If there’s one threat that keeps the average information technology (IT) security leader awake at night, it’s the threat of ransomware, which continues to plague businesses across the globe. One recent report predicts that by 2031, ransomware will cost the economy around $265 billion each year, with a new attack happening every two seconds.
Even after a ransom has been paid, it’s unlikely a company’s data will be retrieved in its entirety. One industry study noted that only 8% of ransomware victims were able to recover all of their data after paying a ransom, while nearly a third reported that they were unable to recover more than half of their data.
To make matters worse, ransomware operators have embraced an array of insidious tactics to extract payments from their victims, such as double (or even triple) extortion, in which an attacker not only encrypts the victim’s data but then threatens to publicly disclose sensitive data, including user personal identifiable information (PII) or other confidential intellectual property (IP) whose public release could cause reputational damage.
Responding to ransomware
In response to the evolving tactics of bad actors, security professionals are considering a range of cybersecurity strategies to combat ransomware as well. Perhaps the most common way in which companies protect themselves against ransomware is by ensuring that their most sensitive data is encrypted and regularly backed up. However, this strategy is fallible — many ransomware actors use techniques that make data retrieval complicated.
Security professionals can consider strategies other than encryption to protect company data in the event of a ransomware attack. Microsharding is a coordinated, three-step process that consists of shredding, mixing and distributing data across multiple storage repositories. It’s based loosely on the concepts of RAID 5 and traditional sharding — a process used to distribute a single dataset across multiple databases to increase a system’s total storage capacity.
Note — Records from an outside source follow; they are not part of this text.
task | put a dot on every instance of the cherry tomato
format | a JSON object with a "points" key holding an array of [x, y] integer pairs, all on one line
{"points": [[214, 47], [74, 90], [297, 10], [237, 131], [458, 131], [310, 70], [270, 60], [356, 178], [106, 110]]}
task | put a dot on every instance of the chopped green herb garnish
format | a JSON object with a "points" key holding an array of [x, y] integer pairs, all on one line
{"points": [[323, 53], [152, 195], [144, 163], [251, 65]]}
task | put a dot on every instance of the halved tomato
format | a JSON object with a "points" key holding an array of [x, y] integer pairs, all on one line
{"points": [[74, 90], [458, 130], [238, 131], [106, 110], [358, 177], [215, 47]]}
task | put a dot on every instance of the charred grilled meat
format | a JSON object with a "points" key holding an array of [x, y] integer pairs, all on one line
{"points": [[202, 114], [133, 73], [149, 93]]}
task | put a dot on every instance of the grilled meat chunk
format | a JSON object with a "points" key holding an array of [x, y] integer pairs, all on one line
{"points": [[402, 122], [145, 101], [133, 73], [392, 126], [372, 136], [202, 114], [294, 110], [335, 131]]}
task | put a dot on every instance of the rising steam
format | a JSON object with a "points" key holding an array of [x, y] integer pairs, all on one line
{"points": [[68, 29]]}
Think of microsharding as putting a document through a shredder, taking the shredded pieces and sending them through a few more times, and then mailing each individual piece of confetti to numerous undisclosed locations. When data is shredded like this, the resulting microshards are too small — as small as just a few bytes per piece — to contain any sensitive data.
Microsharding goes a step further by mixing a company’s sensitive data with poison data; automatically scrubbing the files of identifying information such as file names, file extensions, and other metadata; and then distributing the tiny shards across multiple containers of the user’s choice in multi- and hybrid-cloud environments.
3 ways microsharding protects against ransomware
While there are many ways that microsharding can ensure the integrity of sensitive data in general, it has three features that are particularly well-suited to protecting against a ransomware attack:
- There’s no key to lose: One of the common misperceptions about data encryption is that once enterprise data is fully encrypted, it’s safe. Of course, if the credentials of the administrator who owns the decryption key are compromised or if the key is lost, then all bets are off. Moving to a new key or encryption algorithm also requires decrypting and re-encrypting all the data — often a costly and time-consuming exercise. Microsharding allows companies to avoid worrying about key management concerns, since the technology involves no concept of a key.
- There’s no sensitive data to exfiltrate: Once sensitive data has been microsharded, it is effectively desensitized. Since unauthorized users can only access an indecipherable fraction of a dataset, companies’ confidential material is protected against the data exfiltration aspect of ransomware in which attackers threaten to publish sensitive or confidential data.
- Real-time resilience: Microsharding technology can also help reconstruct affected data whenever it is encrypted by ransomware. This means that real-time ransomware repairs can begin automatically and in a way that is transparent to users. In addition to making data more resilient to bad actors, microsharding also makes data more resilient to outages, network issues, misconfigurations and other unanticipated disruptions.
As long as cybercriminals have the means and incentives to execute ransomware attacks, they will continue to do so. And as security professionals have seen these past few years, targeting sensitive data remains a powerful incentive. By desensitizing sensitive data using technologies like microsharding, businesses can significantly reduce the impact of cyberattacks while also disrupting the business model of these bad actors.